In all of our usage we won't read the file, we simply mmap in. It felt
wasteful for the 99% case to allocate a seq_buf to just never be used.
If the file is closed after mmap from the user side then the seq_buf is
allocated but then freed, so not as big of a deal.

I'll try to see if the normal mmap pattern we use leaves allocations
around. If not, then I'm fine having this optimization removed.
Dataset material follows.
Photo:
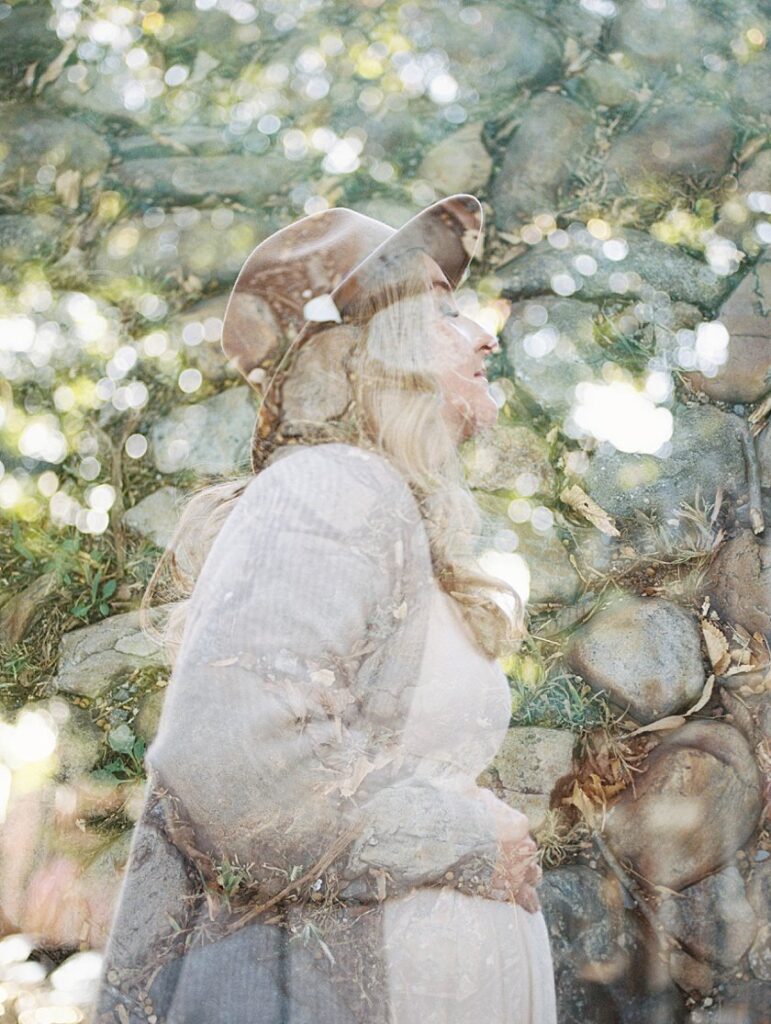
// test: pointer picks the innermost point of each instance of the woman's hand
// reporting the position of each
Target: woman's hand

> > + if (file->private_data == NULL) {
> > + int ret;
> > +
> > + if (*ppos != 0)
> > + return -EINVAL;
> > +
> > + ret = single_open(file, user_status_show, NULL);
> > +
> > + if (ret)
> > + return ret;
>
> This seems strange returning failure of open(2) from read(2).
>

Yeah, too bad there wasn't a better place for it if we don't want extra
memory per-status file.

> > + }
> > +
> > + return seq_read(file, ubuf, count, ppos);
> > +}
> > +
> > +static loff_t user_status_seek(struct file *file, loff_t offset, int whence)
> > +{
> > + if (file->private_data == NULL)
>
> For example, this means unless start reading we can not do seek.
> So, please make the code as usually that is, unless any special reason.
>

Sure, see above, I'll see if I can get this cleaned up.

>
> > + return 0;
> > +
> > + return seq_lseek(file, offset, whence);
> > +}
> > +
> > +static int user_status_release(struct inode *node, struct file *file)
> > +{
> > + if (file->private_data == NULL)
> > + return 0;
> > +
> > + return single_release(node, file);
> > +}
> > +
> > +static const struct file_operations user_status_fops = {
> > + .mmap = user_status_mmap,
> > + .read = user_status_read,
> > + .llseek = user_status_seek,
> > + .release = user_status_release,
> > +};
>
> Thank you,
>
>
>
> --
> Masami Hiramatsu <mhiramat@xxxxxxxxxx>

Thanks,
-Beau